La vida pública no se sustrae, por cierto, a las
consecuencias del crecimiento del mismo germen de desorganización que lleva
aquella sociedad en sus entrañas. Cualquier mediano observador de sus
costumbres políticas os hablará de cómo la obsesión del interés utilitario
tiende progresivamente a enervar y empequeñecer en los corazones el sentimiento
del derecho. El valor cívico, la virtud vieja de los Hamilton, es una hoja de
acero que se oxida, cada día más, olvidada, entre las telarañas de las
tradiciones. La venalidad, que empieza desde el voto público, se propaga a
todos los resortes institucionales. El gobierno de la mediocridad vuelve vana
la emulación que realza los caracteres y las inteligencias y que los entona con
la perspectiva de la efectividad de su dominio. La democracia, a la que no han
sabido dar el regulador de una alta y educadora noción de las superioridades
humanas, tendió siempre entre ellos a esa brutalidad abominable del número que
menoscaba los mejores beneficios morales de la libertad y anula en la opinión
el respeto de la dignidad ajena. Hoy, además, una formidable fuerza se levanta
a contrastar de la peor manera posible el absolutismo del número. La influencia
política de una plutocracia representada por los todopoderosos aliados de lostrusts,
monopolizadores de la producción y dueños de la vida económica, es, sin
duda, uno de los rasgos más merecedores de interés en la actual fisonomía del
gran pueblo. La formación de esta plutocracia ha hecho que se recuerde, con muy
probable oportunidad, el advenimiento de la clase enriquecida y soberbia que,
en los últimos tiempos de la república romana, es uno de los antecedentes
visibles de la ruina de la libertad y de la tiranía de los Césares.
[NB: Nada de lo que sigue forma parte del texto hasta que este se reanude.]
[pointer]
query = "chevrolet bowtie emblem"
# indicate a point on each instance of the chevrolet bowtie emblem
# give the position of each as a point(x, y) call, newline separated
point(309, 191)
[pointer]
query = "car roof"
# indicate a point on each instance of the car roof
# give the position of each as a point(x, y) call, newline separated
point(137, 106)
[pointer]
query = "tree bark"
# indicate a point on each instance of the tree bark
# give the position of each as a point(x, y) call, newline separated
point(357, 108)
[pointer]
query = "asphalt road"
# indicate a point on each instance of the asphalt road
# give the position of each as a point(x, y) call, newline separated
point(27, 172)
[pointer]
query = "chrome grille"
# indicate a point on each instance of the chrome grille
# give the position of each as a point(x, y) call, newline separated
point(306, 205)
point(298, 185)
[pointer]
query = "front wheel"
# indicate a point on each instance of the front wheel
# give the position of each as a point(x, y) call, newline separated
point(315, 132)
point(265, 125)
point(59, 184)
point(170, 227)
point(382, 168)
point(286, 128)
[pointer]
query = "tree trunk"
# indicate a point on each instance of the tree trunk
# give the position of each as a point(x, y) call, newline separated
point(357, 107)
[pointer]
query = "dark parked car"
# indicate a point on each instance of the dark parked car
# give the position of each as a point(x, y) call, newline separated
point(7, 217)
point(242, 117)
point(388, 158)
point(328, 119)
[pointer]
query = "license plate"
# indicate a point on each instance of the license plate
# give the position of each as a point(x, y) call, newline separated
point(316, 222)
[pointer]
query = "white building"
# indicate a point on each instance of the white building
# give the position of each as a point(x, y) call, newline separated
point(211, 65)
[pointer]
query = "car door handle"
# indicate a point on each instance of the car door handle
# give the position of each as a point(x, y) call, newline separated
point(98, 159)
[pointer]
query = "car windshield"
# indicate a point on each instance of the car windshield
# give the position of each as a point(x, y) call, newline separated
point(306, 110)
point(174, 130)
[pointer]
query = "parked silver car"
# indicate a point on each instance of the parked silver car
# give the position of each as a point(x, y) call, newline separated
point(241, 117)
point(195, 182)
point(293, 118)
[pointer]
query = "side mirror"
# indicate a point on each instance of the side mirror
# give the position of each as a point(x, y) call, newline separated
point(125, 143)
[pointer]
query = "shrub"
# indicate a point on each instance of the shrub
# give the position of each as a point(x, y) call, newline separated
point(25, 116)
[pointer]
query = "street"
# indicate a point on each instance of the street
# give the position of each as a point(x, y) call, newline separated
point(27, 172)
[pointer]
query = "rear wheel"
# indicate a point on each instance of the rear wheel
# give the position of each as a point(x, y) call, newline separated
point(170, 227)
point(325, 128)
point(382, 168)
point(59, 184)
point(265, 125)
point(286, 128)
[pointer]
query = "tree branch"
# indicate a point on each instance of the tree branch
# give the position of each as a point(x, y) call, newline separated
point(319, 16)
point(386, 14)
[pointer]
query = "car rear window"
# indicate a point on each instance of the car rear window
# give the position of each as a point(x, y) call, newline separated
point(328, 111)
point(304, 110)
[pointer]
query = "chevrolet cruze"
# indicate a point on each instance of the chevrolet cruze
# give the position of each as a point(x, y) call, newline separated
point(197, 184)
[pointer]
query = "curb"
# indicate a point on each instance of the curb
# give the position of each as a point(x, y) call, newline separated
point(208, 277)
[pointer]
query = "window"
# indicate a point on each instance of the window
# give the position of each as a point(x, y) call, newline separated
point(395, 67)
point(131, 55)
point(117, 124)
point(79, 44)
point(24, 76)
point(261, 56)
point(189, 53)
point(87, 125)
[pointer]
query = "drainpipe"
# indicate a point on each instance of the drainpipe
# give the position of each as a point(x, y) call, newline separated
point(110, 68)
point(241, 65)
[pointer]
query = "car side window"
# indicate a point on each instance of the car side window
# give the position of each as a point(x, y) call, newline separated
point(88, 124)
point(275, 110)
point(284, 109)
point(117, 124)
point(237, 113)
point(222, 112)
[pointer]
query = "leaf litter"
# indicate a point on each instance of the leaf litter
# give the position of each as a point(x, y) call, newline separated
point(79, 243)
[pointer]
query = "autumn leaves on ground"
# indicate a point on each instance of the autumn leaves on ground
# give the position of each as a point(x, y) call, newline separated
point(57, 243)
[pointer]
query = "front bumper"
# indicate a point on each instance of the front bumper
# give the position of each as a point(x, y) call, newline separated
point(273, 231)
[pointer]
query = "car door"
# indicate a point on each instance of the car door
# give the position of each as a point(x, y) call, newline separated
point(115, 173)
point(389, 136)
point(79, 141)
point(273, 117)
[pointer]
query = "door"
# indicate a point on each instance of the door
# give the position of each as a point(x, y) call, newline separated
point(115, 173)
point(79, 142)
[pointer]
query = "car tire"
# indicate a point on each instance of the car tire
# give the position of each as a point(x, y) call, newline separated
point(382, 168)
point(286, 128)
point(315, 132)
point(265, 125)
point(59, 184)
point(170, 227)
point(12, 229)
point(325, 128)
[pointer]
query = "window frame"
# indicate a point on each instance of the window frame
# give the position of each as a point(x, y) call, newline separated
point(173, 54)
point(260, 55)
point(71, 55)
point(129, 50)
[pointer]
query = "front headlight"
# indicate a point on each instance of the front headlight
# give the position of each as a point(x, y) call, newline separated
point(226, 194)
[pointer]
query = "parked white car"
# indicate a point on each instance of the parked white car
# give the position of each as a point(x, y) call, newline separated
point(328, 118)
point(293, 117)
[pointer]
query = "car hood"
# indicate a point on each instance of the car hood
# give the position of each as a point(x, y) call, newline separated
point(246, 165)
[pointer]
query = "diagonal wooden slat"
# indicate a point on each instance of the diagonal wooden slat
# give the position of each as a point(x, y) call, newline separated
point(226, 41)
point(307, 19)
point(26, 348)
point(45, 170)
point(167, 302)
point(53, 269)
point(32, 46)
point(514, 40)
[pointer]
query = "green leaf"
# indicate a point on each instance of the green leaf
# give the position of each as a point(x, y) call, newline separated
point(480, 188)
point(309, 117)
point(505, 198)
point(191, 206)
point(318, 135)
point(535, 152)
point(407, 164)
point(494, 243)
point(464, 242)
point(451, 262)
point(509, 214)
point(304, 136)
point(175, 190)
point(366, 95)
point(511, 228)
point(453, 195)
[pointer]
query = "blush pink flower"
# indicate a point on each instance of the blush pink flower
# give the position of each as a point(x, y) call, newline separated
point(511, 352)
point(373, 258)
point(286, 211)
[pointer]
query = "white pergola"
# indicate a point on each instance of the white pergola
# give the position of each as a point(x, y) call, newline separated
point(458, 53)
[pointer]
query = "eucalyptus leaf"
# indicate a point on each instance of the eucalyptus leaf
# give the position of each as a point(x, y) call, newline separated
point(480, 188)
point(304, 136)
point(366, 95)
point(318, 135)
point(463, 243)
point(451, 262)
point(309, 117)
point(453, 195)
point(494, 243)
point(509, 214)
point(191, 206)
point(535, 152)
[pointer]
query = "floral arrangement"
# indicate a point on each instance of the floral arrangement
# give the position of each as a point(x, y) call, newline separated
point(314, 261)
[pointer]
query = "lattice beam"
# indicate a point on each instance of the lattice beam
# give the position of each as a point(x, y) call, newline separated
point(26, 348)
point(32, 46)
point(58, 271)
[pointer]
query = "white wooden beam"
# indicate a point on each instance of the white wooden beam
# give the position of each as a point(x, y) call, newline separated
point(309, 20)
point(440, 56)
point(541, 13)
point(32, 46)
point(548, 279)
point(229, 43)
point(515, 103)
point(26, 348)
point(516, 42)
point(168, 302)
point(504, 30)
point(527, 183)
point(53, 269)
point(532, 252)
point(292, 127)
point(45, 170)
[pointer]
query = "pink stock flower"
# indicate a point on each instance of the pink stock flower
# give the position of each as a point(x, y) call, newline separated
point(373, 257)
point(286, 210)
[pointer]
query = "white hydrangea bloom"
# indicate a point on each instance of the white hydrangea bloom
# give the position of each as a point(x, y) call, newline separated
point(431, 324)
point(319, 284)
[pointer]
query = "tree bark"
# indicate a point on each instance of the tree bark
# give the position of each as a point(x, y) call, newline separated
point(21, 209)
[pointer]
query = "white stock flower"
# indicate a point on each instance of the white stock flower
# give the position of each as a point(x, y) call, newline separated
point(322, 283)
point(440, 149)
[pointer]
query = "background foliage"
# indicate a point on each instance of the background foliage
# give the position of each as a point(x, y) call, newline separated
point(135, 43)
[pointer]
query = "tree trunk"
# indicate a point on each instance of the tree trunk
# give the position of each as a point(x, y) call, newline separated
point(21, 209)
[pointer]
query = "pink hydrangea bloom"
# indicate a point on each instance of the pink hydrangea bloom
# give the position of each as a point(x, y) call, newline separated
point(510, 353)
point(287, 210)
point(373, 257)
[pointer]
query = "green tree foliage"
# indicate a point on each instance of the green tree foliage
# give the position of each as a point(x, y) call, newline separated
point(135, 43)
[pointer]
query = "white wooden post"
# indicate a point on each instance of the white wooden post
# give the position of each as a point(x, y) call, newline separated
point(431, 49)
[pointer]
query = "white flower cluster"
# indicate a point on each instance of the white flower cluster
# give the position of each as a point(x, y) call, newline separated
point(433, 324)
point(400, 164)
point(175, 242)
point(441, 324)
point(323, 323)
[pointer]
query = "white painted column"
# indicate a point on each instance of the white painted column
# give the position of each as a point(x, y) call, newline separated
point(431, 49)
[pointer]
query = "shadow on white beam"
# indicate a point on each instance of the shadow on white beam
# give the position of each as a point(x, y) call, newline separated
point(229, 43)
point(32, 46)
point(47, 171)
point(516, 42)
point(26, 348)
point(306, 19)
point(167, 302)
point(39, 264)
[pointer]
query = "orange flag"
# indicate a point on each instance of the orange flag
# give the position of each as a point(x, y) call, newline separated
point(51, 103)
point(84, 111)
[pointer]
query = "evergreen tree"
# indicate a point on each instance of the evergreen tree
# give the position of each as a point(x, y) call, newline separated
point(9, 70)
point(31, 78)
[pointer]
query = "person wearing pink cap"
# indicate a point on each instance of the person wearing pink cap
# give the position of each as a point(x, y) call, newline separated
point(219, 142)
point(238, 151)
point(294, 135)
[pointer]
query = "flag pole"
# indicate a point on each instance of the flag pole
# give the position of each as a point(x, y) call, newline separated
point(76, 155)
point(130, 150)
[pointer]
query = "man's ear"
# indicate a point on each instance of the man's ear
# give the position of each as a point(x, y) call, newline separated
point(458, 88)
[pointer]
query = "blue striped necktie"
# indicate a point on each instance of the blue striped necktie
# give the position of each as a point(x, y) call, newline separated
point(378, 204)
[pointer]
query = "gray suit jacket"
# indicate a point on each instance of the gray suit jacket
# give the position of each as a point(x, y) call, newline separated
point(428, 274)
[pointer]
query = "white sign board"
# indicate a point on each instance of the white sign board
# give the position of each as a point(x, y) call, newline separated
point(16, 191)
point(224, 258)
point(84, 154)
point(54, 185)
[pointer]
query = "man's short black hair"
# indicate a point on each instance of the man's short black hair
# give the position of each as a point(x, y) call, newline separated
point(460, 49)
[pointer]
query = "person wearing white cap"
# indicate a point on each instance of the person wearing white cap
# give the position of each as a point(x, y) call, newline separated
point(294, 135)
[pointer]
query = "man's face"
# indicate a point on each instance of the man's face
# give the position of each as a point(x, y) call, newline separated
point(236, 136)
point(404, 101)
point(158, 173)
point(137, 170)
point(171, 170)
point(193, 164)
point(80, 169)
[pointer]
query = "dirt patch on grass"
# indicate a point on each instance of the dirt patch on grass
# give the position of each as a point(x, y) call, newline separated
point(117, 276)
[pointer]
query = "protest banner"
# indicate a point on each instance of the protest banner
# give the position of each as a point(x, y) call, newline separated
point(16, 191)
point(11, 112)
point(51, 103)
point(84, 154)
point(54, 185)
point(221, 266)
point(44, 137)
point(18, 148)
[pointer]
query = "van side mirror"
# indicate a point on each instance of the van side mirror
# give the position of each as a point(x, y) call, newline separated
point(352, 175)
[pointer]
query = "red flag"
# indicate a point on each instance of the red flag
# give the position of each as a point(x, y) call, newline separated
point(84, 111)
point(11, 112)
Y el
exclusivo cuidado del engrandecimiento material -numen de aquella civilización-
impone así la lógica de sus resultados en la vida política, como en todos los
órdenes de la actividad, dando el rango primero al struggle-for-lifer osado y astuto, convertido en la
brutal eficacia de su esfuerzo en la suprema personificación de la energía
nacional -en el postulante a su representación emersoniana- en el personaje reinante de Taine!
Al impulso que precipita aceleradamente la vida del
espíritu en el sentido de la desorientación ideal y el egoísmo utilitario,
corresponde, físicamente, ese otro impulso, que en la expansión del asombroso
crecimiento de aquel pueblo, lleva sus similitudes y sus iniciativas en
dirección a la inmensa zona occidental que, en tiempos de la independencia, era
el misterio, velado por las selvas del Mississippi. En efecto: es en ese
improvisado oeste, que crece formidable frente a los viejos estados del
Atlántico, y reclama para un cercano porvenir la hegemonía, donde está la más
fiel representación de la vida norteamericana en el actual instante de su
evolución. Es allí donde los definitivos resultados, los lógicos y naturales
frutos, del espíritu que ha guiado a la poderosa democracia desde sus orígenes,
se muestran de relieve a la mirada del observador y le proporcionan un punto de
partida para imaginarse la faz del inmediato futuro del gran pueblo. Al
virginiano y al yankee ha sucedido, como tipo representativo, ese dominador de
las ayer desiertas Praderas, refiriéndose al cual decía Michel Chevalier, hace
medio siglo, que «los últimos serían un día los primeros». El utilitarismo,
vacío de todo contenido ideal, la vaguedad cosmopolita y la nivelación de la
democracia bastarda alcanzarán, con él, su último triunfo. Todo elemento noble
de aquella civilización, todo lo que la vincula a generosos recuerdos y fundamenta
su dignidad histórica -el legado de los tripulantes del Flor de Mayo, la memoria de los
patricios de Virginia y de los caballeros de la Nueva Inglaterra, el espíritu
de los ciudadanos y los legisladores de la emancipación- quedarán dentro de los
viejos Estados donde Boston y Filadelfia mantienen aún, según expresivamente se
ha dicho, «el palladium de la tradición washingtoniana». Chicago se alza a
reinar. Y su confianza en la superioridad que lleva sobre el litoral iniciador
del Atlántico, se funda en que le considera demasiado reaccionario, demasiado
europeo, demasiado tradicionalista. La historia no da títulos cuando el
procedimiento de elección es la subasta de la púrpura.